Stetson hosts public lecture on improving Florida’s water

Stetson University College of Law invited members of the public to the Gulfport campus in March to learn more about how water quality trading can improve the Florida water supply. The Edward & Bonnie Foreman Biodiversity Lecture Series presented a talk by David E. Bailey of the Electric Power Research Institute on March 6 on Stetson’s Gulfport campus.

David Bailey of the Electric Power Research Institute.

David Bailey of the Electric Power Research Institute. Photo by Kayla Minton.

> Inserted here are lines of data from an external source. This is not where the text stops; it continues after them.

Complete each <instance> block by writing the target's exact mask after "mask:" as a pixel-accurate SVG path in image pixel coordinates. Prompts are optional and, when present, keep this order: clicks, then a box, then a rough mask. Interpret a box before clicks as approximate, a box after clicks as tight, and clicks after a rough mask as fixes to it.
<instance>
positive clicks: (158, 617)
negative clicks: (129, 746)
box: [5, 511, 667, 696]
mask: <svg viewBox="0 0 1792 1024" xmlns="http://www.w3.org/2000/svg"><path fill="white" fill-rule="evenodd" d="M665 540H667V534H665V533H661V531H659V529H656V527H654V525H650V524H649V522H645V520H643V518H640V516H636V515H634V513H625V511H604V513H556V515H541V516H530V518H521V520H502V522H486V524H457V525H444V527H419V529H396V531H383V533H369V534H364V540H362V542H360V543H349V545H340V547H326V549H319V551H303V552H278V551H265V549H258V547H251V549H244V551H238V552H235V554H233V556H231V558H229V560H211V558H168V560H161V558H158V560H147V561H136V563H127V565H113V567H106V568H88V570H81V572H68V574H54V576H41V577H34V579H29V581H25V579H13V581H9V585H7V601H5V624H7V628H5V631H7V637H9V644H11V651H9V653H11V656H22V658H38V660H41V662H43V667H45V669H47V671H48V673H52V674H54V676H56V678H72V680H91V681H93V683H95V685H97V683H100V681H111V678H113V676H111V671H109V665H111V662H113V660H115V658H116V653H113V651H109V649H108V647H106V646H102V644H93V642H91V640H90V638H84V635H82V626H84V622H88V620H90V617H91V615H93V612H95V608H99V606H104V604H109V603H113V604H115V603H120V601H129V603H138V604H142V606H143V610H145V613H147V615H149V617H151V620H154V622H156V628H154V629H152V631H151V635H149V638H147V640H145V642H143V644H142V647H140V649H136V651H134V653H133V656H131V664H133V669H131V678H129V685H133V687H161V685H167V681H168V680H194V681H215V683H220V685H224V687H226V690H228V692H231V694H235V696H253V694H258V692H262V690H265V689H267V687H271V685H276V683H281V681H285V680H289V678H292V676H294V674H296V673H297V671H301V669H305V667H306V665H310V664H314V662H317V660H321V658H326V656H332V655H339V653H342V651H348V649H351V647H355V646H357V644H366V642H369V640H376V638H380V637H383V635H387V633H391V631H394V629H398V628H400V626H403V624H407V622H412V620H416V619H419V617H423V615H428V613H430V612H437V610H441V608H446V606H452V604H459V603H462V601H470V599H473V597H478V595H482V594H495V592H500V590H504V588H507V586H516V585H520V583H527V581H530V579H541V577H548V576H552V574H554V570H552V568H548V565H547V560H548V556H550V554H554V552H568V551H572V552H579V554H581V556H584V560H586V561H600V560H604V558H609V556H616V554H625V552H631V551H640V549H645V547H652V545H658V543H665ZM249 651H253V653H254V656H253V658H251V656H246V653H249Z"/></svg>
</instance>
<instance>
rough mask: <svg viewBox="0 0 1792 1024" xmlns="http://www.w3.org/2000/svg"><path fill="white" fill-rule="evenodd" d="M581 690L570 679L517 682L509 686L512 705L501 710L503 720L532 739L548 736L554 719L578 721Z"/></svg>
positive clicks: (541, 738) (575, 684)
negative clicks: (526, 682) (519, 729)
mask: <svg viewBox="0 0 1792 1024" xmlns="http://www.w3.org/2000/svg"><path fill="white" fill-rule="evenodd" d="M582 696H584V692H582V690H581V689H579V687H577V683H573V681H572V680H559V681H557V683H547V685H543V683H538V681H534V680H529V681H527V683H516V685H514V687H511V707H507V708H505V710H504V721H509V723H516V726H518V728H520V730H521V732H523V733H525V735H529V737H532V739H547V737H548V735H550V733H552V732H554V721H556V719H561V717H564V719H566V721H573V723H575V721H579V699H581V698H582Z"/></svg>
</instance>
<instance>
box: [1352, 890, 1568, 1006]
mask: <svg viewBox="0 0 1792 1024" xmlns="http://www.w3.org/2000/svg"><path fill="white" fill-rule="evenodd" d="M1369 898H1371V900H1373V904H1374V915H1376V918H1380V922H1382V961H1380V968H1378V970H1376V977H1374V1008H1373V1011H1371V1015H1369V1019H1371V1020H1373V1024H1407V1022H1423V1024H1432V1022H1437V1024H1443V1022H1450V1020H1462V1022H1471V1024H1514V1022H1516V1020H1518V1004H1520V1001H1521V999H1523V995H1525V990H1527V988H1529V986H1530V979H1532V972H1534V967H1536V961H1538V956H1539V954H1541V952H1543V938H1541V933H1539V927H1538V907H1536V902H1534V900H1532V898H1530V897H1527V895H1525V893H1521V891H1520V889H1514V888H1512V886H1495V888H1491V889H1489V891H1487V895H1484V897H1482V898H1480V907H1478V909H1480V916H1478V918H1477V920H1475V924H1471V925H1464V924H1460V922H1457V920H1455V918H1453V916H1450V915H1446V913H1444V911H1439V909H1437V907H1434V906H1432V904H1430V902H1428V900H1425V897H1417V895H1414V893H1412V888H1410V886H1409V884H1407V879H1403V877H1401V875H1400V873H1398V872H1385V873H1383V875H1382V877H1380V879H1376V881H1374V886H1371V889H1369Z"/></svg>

The free public lecture addressed ways to help improve Florida’s water quality. Water quality trading can result in efficient pollution reduction, by allowing one pollution source such as a utility to pay another source such as a farmer to make pollution reductions.

Bailey explained how creating incentives results in the reduction of pollutants. He described how reducing pollutant output generates credits which may then be sold to power companies.

Bailey pointed to the Ohio River Basin Water Quality Trading Project, potentially one of the world’s largest water quality trading programs, designed to pay farmers for environmental improvements.

Bailey is a senior project manager at the Electric Power Research Institute, Inc. EPRI conducts research, development and demonstration relating to the generation, delivery and use of electricity for the benefit of the public.

Stetson’s Edward and Bonnie Foreman Biodiversity Lecture Series brings leading experts to campus to speak on a range of environmental topics. Professor Royal C. Gardner directs the Institute for Biodiversity Law and Policy at Stetson law school.